Now, with their AGM scheduled for next Wednesday, October 20, the group is hoping to welcome new - particularly younger - members to take up the fight.
"We need more young people coming on," said deputy convenor Sarah Clutton.
"Most of the committee are much older and it gets very tiring.
"At the moment elderly members are putting in hours of support for local refugees, going to appointments and service providers with them to assist them, and it becomes quite a load.
"Some new energy into the group would be so welcome."
Comparing the start of RAR - when citizens concerned about the issue called a meeting at Bowral Memorial Hall and 500 people turned up - to the present, Ms Clutton said she thought a sense of resignation has set in.
"We're all so used to the government treating people badly - we've been worn down by their appalling treatment," she said.
RAR is involved in broad campaigns - at the moment there is one calling on the government to increase the Afghan refugee intake from 3,000 to 20,000 - but also take on a very personal role in the re-settlement of refugees here in the Highlands.
"We have eight families we take care of here," said Ms Byrne.
"Much of the help is negotiating bureaucracy, especially Centrelink, where they can sometimes get cut off for no reason and have to wait six weeks for it to be re-instated, with no back pay."
The group also spend time shopping and sharpening conversational English with the refugees, who come from countries such as Sri Lanka, Burma, Sudan and Iran.
These people who have fled war or persecution have ended up in the Southern Highlands thanks to the Safe Haven Enterprise Visa (SHEV) system, which offers them a five year temporary visa if they come to the regions (they must have a job or a child at school in the area), two years more than the regular Temporary Protection Visa (TPV).

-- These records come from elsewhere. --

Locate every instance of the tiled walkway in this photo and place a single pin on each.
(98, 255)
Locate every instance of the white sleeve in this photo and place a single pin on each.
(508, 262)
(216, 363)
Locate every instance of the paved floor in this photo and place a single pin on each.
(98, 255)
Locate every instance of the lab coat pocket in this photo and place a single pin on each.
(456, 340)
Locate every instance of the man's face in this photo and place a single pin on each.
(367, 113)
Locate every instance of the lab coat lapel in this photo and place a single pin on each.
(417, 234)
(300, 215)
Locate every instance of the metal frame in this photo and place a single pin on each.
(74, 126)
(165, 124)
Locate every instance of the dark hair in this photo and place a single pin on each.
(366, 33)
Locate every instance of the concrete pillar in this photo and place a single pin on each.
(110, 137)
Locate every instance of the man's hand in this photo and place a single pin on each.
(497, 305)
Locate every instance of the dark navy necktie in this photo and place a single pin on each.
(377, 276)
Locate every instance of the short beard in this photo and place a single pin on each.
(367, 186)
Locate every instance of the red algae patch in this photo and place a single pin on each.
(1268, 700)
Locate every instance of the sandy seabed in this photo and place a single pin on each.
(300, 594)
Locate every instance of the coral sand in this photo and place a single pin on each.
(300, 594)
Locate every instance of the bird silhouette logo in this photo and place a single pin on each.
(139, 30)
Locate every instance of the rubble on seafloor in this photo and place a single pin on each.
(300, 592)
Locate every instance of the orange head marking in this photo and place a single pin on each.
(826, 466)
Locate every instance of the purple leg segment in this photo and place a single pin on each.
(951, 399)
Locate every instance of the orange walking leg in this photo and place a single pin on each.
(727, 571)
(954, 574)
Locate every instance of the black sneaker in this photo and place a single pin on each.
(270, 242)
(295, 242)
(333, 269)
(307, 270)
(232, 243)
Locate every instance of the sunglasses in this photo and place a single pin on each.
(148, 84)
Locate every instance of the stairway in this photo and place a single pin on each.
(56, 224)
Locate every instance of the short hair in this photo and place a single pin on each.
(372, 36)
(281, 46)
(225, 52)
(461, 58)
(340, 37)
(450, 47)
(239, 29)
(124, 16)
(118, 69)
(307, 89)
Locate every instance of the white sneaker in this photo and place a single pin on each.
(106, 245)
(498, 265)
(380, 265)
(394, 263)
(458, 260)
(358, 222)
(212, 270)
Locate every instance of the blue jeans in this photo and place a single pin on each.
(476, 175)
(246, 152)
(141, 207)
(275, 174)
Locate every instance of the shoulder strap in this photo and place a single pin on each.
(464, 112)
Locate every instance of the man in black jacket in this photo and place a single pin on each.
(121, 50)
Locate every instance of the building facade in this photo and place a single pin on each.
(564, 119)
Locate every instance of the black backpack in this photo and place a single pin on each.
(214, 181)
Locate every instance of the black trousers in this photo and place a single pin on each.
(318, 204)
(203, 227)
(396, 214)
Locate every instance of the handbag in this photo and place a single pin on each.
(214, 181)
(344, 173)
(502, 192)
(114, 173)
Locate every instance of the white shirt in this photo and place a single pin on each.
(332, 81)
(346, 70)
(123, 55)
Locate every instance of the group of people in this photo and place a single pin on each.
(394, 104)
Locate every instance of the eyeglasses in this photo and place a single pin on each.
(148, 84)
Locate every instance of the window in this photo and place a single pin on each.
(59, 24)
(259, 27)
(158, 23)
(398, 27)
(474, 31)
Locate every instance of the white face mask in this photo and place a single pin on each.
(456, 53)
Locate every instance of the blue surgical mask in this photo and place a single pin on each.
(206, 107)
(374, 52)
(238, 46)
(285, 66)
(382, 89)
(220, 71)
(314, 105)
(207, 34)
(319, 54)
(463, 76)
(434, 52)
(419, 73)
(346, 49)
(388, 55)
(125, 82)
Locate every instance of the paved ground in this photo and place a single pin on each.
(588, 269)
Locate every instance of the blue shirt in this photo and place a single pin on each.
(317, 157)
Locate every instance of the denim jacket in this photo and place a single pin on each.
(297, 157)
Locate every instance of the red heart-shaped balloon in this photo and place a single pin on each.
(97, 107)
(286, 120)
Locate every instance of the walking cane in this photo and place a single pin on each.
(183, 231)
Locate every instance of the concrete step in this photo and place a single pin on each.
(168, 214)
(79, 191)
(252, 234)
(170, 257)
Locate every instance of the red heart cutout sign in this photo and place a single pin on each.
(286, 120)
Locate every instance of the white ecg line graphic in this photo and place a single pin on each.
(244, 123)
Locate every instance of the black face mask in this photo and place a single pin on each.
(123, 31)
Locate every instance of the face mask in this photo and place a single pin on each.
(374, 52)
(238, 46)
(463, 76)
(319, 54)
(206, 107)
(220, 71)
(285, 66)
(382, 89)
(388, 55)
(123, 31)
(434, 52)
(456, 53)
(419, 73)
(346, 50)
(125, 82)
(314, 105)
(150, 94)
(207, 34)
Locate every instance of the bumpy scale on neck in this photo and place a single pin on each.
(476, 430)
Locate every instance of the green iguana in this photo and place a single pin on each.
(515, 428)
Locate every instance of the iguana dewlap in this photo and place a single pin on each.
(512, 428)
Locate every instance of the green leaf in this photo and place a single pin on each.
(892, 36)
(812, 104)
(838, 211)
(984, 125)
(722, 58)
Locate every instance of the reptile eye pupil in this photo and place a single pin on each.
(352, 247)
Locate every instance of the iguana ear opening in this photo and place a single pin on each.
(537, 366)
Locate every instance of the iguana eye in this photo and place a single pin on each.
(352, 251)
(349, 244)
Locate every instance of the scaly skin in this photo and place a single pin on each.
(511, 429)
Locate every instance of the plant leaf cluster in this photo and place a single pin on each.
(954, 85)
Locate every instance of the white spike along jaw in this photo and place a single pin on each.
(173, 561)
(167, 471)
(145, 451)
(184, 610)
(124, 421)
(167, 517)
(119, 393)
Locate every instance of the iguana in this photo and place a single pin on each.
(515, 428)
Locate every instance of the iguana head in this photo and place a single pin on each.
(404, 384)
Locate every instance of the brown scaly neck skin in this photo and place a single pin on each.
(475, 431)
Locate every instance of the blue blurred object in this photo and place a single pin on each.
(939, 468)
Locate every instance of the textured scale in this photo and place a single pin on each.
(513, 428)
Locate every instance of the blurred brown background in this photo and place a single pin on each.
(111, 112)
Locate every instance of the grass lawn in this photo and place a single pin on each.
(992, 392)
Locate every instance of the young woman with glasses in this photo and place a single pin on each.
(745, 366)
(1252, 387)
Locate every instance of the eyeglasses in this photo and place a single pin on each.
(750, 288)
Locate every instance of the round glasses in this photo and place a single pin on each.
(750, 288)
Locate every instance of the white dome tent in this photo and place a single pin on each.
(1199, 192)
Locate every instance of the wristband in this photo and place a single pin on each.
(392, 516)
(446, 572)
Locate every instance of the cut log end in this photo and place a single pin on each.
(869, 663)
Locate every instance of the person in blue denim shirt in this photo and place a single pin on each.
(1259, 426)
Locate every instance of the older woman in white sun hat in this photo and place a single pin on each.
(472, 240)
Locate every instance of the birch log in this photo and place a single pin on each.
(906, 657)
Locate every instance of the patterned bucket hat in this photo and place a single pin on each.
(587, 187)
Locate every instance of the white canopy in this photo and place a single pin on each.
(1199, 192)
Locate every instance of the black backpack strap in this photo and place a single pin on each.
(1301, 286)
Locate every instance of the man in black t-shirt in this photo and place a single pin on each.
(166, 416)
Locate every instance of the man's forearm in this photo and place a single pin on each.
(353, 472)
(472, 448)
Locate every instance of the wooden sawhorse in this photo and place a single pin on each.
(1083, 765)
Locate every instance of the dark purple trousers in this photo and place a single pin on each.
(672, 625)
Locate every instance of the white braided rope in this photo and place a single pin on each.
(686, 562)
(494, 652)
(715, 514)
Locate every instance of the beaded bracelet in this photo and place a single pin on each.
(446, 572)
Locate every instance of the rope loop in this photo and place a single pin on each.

"No refugee would come here willingly when in the city they can have better services, cheaper rent, and be part of a community from their home country," Ms Byrne said, adding that they need even more support in rural Australia as a result.
But it's practically impossible to move off the SHEV or TPV onto a permanent visa, meaning they are locked out of access to higher education, among other things.
The constant paperwork and sense of insecurity mean many live in a state of stress, if not despair.
"We can't repair the harm from the country of origin, but we're causing so much more harm with the system of temporary visas," Ms Byrne said.
- To join the AGM, please send a membership request to firstname.lastname@example.org
RAR formerly raised money to support the local families through fundraising events, which have been off the table for almost two years now.
But they now have a date in the calendar for a screening of Rosemary's Way, a film that celebrates Rosemary Kariuki and the group of vulnerable migrant women of suburban Sydney whose lives she helps transform from isolation to connection, for which she received the Australian of the Year - Local Hero award.
Rosemary Kariuki will be present at the screening for a Q and A event afterwards.
The film will be shown on Tuesday, February 15, from 7pm at Empire Cinemas Bowral.